MAINEGovernor orders bars, restaurants closed to dine-in service

Maine Gov. Janet Mills ordered all restaurants and bars closed to dine-in customers effective at 6 p.m. Wednesday in response to the threat from the new coronavirus. Her order also prohibited gatherings of more than 10 people covering everything from faith-based events to fitness clubs.

She also urged public-facing businesses like gyms and malls to close their doors for two weeks. Excluded would be essential services like food-processing companies, banks, auto repair and hardware stores.

The Democratic governor made her announcement as the number of positive tests for coronavirus topped 40 in the state.

Mills also signed emergency legislation to temporarily expand unemployment benefits, establish a consumer loan guarantee program and authorize the governor to direct the manner of the June primary, among other things.

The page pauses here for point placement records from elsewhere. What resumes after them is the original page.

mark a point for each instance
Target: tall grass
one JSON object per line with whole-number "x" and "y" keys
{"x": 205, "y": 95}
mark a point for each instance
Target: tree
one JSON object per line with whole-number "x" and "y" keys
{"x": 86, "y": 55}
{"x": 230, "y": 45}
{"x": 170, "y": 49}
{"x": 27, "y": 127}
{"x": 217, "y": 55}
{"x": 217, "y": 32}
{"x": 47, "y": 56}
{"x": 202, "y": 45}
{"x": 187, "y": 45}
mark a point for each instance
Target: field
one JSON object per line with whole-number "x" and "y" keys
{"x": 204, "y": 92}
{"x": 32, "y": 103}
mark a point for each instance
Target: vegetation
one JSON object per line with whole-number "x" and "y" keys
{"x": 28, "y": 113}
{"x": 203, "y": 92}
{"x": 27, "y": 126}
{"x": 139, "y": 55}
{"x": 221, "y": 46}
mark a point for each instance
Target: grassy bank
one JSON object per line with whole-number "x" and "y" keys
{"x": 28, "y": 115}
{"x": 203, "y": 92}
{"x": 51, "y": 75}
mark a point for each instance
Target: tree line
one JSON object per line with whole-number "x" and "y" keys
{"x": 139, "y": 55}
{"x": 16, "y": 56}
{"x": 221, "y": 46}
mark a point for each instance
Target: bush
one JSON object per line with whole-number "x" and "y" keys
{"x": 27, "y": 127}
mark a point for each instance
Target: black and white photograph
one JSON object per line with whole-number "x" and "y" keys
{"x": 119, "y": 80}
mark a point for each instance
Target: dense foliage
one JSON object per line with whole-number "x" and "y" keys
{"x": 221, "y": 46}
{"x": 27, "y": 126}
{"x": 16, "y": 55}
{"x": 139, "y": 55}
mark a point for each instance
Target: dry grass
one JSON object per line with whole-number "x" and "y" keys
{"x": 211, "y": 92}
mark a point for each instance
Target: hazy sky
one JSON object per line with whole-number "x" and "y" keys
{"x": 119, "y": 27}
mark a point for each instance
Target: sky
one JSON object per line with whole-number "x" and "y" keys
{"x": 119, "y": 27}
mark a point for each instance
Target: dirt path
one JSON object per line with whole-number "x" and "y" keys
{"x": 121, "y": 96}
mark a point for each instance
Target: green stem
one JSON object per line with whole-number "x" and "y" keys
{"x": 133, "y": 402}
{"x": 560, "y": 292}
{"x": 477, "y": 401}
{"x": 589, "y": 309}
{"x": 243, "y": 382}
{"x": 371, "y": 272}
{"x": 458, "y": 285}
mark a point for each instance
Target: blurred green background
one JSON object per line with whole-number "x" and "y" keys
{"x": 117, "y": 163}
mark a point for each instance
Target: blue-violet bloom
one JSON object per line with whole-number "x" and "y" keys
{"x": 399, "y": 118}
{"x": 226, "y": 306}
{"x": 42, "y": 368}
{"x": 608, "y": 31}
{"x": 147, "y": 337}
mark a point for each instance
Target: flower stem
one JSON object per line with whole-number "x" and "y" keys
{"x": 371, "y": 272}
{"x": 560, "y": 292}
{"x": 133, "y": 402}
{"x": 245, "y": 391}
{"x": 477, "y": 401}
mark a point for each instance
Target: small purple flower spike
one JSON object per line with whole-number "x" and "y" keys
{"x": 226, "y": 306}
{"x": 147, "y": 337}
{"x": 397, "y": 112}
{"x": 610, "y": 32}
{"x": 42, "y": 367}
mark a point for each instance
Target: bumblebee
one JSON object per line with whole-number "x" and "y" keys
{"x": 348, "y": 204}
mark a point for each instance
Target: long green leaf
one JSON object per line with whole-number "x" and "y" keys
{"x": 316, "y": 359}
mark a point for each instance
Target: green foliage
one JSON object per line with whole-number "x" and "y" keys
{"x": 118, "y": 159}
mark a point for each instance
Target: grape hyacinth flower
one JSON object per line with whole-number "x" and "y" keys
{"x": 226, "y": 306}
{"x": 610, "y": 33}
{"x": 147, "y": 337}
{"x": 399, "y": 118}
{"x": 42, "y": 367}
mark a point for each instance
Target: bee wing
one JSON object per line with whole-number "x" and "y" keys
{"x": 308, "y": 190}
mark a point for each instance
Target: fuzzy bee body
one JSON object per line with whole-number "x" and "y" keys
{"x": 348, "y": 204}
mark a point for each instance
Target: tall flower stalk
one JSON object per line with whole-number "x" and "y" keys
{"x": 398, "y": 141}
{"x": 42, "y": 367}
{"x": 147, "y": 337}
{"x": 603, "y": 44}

CONNECTICUTState opens health care enrollment to uninsured residents

Connecticut’s health insurance marketplace announced Wednesday that uninsured residents will be able to sign up for coverage under a special enrollment period that’s been created in light of the coronavirus.

Eligible residents can begin signing up Thursday for plans offered by Access Health CT’s two insurance carriers, Anthem and ConnectiCare. The enrollment period ends April 2, and the coverage will begin on April 1.

RHODE ISLAND20,000 unemployment claims flood in over week-and-a-half span

The Rhode Island Department of Labor and Training said Wednesday that 19,855 Rhode Islanders filed new unemployment claims from March 7 to March 17. Of those, nearly 18,000 cited the new virus as the reason.

Gov. Gina Raimondo is among the governors who have called for federal authorities to help states replenish their unemployment coffers as the virus’s impact widens.